The room was coated in a warm yellow paint. A huge dry erase board and cork wall were installed. Lookin’ better, but the space still feels institutional. The wall decals seemed like an afterthought and weren’t cutting it for this very special place.
I landed in LA, armed with my biggest movie star sunglasses and a suitcase full of rhinestones and paint brushes.
Surveying the space, my immediate thought was that it was big and open but also in dire need of some warmth and fun. I chose a mid-century Eames-inspired color palette—electric olive, warm chocolate brown, graphite grey (not pictured) and a pair of monochromatic cyans—punctuated with a super-saturated orange-red for visual excitement.
Fletcher Mckean generously donated his time and came to LA to help out; I also enlisted the talents of the fantastic Danielle Brennan. In the shot above, they are applying a color wash to the closet walls in three tones of blue. This will become the base for a very cool graphic pattern.

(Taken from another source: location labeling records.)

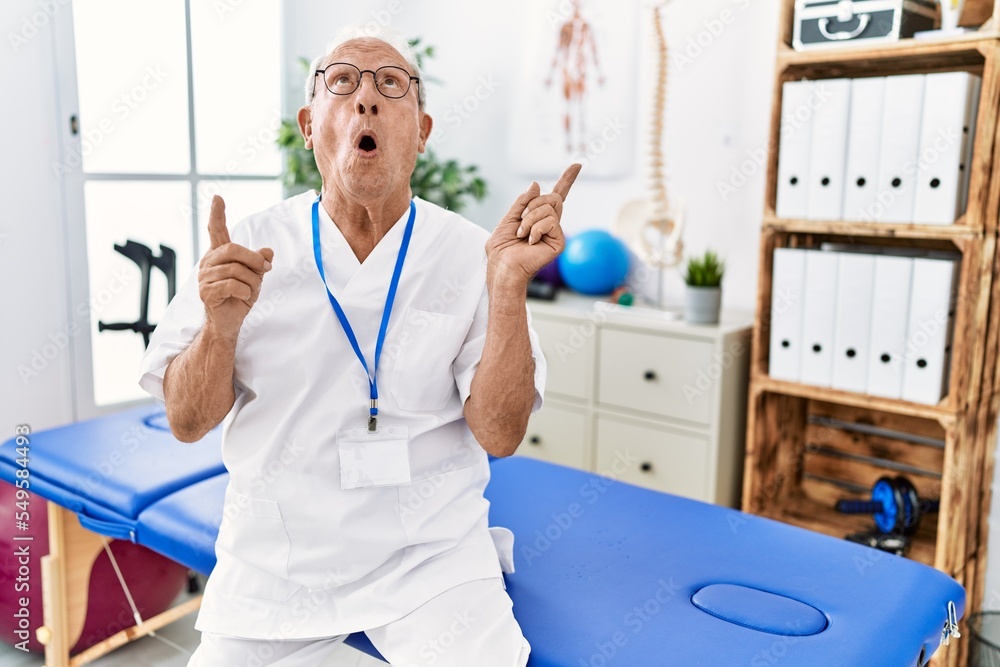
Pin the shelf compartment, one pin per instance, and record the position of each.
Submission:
(978, 56)
(805, 454)
(972, 316)
(804, 512)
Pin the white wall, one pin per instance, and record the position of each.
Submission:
(33, 277)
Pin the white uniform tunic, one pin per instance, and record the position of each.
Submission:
(298, 557)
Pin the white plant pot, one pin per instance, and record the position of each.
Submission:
(702, 304)
(951, 11)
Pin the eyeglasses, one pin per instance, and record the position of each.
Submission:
(344, 78)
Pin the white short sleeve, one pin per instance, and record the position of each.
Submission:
(471, 353)
(181, 321)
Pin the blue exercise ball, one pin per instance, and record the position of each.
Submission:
(594, 263)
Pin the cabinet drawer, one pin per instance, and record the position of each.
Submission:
(557, 435)
(569, 352)
(672, 377)
(657, 458)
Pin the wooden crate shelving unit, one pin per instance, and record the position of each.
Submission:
(808, 446)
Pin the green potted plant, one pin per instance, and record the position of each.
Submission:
(703, 296)
(442, 182)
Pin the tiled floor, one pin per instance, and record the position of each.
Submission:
(154, 652)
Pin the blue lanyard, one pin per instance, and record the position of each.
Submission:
(390, 297)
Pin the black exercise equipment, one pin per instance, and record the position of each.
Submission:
(166, 262)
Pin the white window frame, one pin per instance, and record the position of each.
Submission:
(72, 192)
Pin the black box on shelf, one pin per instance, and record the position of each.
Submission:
(833, 23)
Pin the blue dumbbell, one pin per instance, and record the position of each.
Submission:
(894, 505)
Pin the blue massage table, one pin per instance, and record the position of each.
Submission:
(606, 573)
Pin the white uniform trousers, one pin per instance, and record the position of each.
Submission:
(470, 624)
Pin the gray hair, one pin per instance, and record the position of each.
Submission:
(390, 36)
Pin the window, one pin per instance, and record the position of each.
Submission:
(178, 100)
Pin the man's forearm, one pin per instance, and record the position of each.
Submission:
(503, 389)
(198, 385)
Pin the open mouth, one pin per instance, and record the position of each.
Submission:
(367, 144)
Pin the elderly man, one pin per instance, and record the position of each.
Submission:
(366, 350)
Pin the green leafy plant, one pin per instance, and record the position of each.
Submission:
(443, 182)
(705, 271)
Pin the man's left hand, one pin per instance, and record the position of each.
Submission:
(529, 236)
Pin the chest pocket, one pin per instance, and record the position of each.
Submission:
(422, 378)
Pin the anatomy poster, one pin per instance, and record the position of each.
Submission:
(575, 99)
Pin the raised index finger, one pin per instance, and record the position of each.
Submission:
(567, 179)
(217, 232)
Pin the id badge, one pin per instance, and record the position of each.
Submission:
(373, 459)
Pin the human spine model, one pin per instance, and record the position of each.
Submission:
(669, 249)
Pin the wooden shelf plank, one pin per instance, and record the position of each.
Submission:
(957, 46)
(940, 413)
(872, 229)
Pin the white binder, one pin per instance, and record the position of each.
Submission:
(890, 310)
(855, 278)
(818, 308)
(951, 100)
(929, 329)
(863, 142)
(787, 275)
(793, 149)
(901, 120)
(828, 150)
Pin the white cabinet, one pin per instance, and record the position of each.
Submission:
(640, 396)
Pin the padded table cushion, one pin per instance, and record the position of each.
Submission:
(109, 469)
(183, 526)
(606, 571)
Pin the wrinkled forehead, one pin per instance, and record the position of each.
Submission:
(367, 53)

Across the room, I started blocking out the shapes of animals.
A gentle giraffe, proud peacock, lots of lady bugs and a cute little stinker were all about to join this party.
The faux, dark bronze chandeliers were just too stodgy and heavy looking. A quick coat of stix primer and several coats of our orange-red paint brought these babies to life!
Sister Anne, the head of the shelter, asked to help out as well. She is wonderful; her work with these women and children is a true inspiration, not to mention that she kept sending in homemade cookies (baked by the women from the Center) as we worked.
Ready for the big reveal? Lets do it! We color blocked the wall to the right and added a fun pattern to the closet walls.
This non-repeating pattern made up of random images like seahorses, peanuts and taxi cabs was as fun to paint as it is to look at.
A calligraphic branch sprouting almond-shaped leaves in several tones of green and metallic silver play host to seven lucky ladybugs.
The space is now alive with color and fun!
A tall giraffe always reminds us we can reach higher.
In my world, giraffes and peacocks have glittering eyeshadow and lashes for days.
The tail of the peacock, ladybugs and butterfly were finished with hundreds of genuine Swarovski Crystals.
Who can resist a skunk bearing flowers?
When the room was complete, it was a complete transformation—the perfect place for these awesome kids to play, grow and learn. I was both pleased and honored to see some of the reactions from a few of the sweetest reasons why we flew across the country for this project. This project was an honor and done with lots of love.
About the Good Shepherd Center: For over 27 years, they have helped some of the most vulnerable members of the homeless population—women and children. They provide safe housing and real hope for rebuilding their lives through education and career skills programs. I was amazed by this facility; it is truly an amazing place! They have computer labs and even have their own restaurant and coffee shop staffed by the women who live here.